Jackson admitted to using the alias account, but said she was only doing what her predecessors did to avoid getting overloaded with emails flooding her publicly-advertised account. She even said she told record requesters to search for “Richard Windsor” when seeking her communications.
“After 25 years in public service, I have people accusing me on both sides of doing something unethical to hide information,” she told Princeton University students in 2013. “And I have endless times when I’ve said to people, ‘Make sure when you’re searching for FOIA information you search the Richard Windsor account.’”
Despite her claim, emails show some high-ranking government officials were unaware of her alias account. Liberal activists had even uncovered Richard Windsor emails in a 2012 records request, but had no idea who it actually was.

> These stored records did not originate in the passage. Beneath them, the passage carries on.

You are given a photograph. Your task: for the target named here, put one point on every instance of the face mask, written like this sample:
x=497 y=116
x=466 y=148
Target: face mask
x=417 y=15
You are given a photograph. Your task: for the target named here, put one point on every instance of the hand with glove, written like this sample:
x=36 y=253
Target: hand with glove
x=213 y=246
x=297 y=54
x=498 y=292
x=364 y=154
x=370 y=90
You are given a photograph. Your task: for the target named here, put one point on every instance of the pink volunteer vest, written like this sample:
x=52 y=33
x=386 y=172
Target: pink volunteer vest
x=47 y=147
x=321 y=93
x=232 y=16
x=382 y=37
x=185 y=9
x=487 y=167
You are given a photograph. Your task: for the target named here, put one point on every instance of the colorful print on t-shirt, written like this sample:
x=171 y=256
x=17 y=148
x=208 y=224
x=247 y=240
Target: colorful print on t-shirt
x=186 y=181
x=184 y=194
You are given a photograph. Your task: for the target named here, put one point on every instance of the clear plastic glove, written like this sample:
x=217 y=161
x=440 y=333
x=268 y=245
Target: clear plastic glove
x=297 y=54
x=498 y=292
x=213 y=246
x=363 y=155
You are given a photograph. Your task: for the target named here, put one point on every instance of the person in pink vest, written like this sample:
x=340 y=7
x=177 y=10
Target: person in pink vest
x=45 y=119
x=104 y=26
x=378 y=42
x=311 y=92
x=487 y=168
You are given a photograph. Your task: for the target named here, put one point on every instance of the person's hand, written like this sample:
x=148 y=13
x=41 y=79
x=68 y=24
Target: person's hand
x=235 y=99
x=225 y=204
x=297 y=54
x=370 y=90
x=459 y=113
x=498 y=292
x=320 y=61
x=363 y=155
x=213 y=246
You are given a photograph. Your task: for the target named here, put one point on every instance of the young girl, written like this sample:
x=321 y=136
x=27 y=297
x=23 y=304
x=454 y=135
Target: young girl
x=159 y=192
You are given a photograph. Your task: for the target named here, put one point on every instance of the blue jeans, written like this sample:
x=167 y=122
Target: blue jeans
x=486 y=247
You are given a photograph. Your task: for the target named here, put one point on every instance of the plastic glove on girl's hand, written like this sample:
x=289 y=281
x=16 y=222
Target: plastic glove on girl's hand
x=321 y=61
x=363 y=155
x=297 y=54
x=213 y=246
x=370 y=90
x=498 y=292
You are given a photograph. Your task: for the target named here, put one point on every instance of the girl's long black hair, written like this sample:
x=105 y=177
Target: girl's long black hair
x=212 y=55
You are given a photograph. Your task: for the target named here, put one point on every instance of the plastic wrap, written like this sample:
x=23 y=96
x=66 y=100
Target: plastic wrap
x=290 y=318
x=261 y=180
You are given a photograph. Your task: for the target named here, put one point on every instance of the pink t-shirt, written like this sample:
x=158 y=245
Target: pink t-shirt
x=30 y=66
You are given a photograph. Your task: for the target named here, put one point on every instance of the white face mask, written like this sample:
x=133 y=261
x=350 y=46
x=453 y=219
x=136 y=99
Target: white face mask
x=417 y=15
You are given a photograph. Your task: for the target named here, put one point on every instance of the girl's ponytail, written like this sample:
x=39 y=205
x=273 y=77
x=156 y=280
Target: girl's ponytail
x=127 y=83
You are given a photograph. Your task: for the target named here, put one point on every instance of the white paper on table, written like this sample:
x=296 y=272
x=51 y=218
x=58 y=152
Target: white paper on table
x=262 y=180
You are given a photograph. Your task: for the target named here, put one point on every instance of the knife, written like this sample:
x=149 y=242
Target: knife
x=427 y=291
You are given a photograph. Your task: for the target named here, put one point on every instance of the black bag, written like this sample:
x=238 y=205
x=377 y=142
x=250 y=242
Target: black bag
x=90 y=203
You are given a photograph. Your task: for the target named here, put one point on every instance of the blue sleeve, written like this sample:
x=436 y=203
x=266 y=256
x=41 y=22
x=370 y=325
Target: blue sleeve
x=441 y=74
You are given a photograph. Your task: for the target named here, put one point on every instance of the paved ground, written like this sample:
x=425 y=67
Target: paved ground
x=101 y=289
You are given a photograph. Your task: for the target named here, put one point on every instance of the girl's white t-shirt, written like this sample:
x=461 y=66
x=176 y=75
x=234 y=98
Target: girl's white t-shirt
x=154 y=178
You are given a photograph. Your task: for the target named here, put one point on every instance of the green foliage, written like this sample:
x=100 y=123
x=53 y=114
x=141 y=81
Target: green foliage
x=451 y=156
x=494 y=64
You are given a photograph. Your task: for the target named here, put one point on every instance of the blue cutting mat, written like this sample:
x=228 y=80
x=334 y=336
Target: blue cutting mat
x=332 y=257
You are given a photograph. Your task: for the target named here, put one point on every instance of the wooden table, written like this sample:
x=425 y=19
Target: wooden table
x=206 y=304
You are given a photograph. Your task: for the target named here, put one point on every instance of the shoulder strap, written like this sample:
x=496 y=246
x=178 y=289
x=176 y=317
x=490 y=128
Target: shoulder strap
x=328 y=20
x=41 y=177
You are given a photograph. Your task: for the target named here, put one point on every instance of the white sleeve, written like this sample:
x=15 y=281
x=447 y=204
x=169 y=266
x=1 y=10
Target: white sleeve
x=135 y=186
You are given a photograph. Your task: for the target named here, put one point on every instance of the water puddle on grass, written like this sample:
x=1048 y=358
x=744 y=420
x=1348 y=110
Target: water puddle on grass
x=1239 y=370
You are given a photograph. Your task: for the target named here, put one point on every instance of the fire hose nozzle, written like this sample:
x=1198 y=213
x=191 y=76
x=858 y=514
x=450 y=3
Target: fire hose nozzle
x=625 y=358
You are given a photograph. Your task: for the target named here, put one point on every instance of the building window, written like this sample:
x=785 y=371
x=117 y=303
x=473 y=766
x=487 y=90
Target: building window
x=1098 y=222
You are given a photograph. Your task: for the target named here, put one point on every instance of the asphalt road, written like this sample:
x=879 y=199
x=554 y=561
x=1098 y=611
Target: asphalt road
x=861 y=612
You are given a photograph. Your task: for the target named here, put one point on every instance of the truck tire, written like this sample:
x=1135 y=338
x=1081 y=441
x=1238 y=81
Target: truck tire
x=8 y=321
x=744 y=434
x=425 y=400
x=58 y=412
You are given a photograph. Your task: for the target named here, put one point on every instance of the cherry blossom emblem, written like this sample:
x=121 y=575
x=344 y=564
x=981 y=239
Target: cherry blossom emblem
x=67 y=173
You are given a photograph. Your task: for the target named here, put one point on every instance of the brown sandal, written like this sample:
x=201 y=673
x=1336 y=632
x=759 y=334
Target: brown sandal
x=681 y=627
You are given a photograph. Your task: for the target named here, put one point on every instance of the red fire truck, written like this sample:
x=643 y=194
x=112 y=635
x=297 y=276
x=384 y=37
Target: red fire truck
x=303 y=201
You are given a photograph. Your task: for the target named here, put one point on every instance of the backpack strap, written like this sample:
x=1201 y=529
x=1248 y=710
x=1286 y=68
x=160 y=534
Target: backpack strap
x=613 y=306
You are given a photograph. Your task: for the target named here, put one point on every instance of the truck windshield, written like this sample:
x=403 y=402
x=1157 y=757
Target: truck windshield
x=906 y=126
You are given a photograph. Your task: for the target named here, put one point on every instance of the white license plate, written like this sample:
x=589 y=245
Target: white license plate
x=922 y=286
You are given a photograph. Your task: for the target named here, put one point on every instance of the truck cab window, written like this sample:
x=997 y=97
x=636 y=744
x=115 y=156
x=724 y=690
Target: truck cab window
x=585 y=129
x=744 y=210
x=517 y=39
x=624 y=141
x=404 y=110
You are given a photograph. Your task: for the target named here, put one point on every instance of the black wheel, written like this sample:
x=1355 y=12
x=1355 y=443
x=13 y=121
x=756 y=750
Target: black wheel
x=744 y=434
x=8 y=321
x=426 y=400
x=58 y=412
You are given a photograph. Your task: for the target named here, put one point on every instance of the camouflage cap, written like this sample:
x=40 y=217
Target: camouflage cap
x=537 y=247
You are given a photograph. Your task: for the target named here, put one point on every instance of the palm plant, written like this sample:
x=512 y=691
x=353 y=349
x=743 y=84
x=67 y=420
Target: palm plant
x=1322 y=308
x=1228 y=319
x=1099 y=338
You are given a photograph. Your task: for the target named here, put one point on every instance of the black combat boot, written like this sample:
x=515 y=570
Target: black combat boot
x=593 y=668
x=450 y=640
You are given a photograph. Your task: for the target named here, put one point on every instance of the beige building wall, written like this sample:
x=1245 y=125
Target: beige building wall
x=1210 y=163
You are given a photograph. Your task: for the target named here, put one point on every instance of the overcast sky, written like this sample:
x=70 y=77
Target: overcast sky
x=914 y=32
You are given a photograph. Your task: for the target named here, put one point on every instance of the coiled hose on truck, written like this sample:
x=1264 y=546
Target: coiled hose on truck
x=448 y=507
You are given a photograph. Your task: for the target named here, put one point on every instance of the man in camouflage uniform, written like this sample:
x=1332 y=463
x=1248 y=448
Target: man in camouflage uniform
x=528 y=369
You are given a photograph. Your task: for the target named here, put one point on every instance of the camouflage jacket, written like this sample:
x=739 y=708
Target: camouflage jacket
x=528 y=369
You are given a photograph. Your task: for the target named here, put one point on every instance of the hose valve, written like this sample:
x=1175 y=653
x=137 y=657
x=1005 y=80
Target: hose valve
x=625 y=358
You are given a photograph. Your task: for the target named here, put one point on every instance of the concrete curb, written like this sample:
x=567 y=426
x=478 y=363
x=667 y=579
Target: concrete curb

Clinton is no stranger to email scandals, and was even the subject of a Federal Bureau of Investigation probe into her handling of classified emails while secretary of state. Clinton used an email account linked to a private, unsecured server run out of her home in Chappaqua, New York.
FBI Director James Comey called Clinton’s handling of emails “extremely careless,” but did not recommend prosecuting her for violating federal laws.
Comey’s investigation also revealed 15,000 new email documents Clinton’s lawyers had not previously disclosed. The State Department will likely them to the public in October, though there’s worry they could be released after the election.
Jackson’s email controversy also continues despite her leaving the EPA in 2013. The EPA admitted to CEI there were 120,000 email records from her Richard Windsor account, and promised to release the documents over the years.
CEI, however, has contested the EPA’s release schedule as being too slow. The agency promised to process about 100 a month, meaning CEI will get all its documents in 100 years.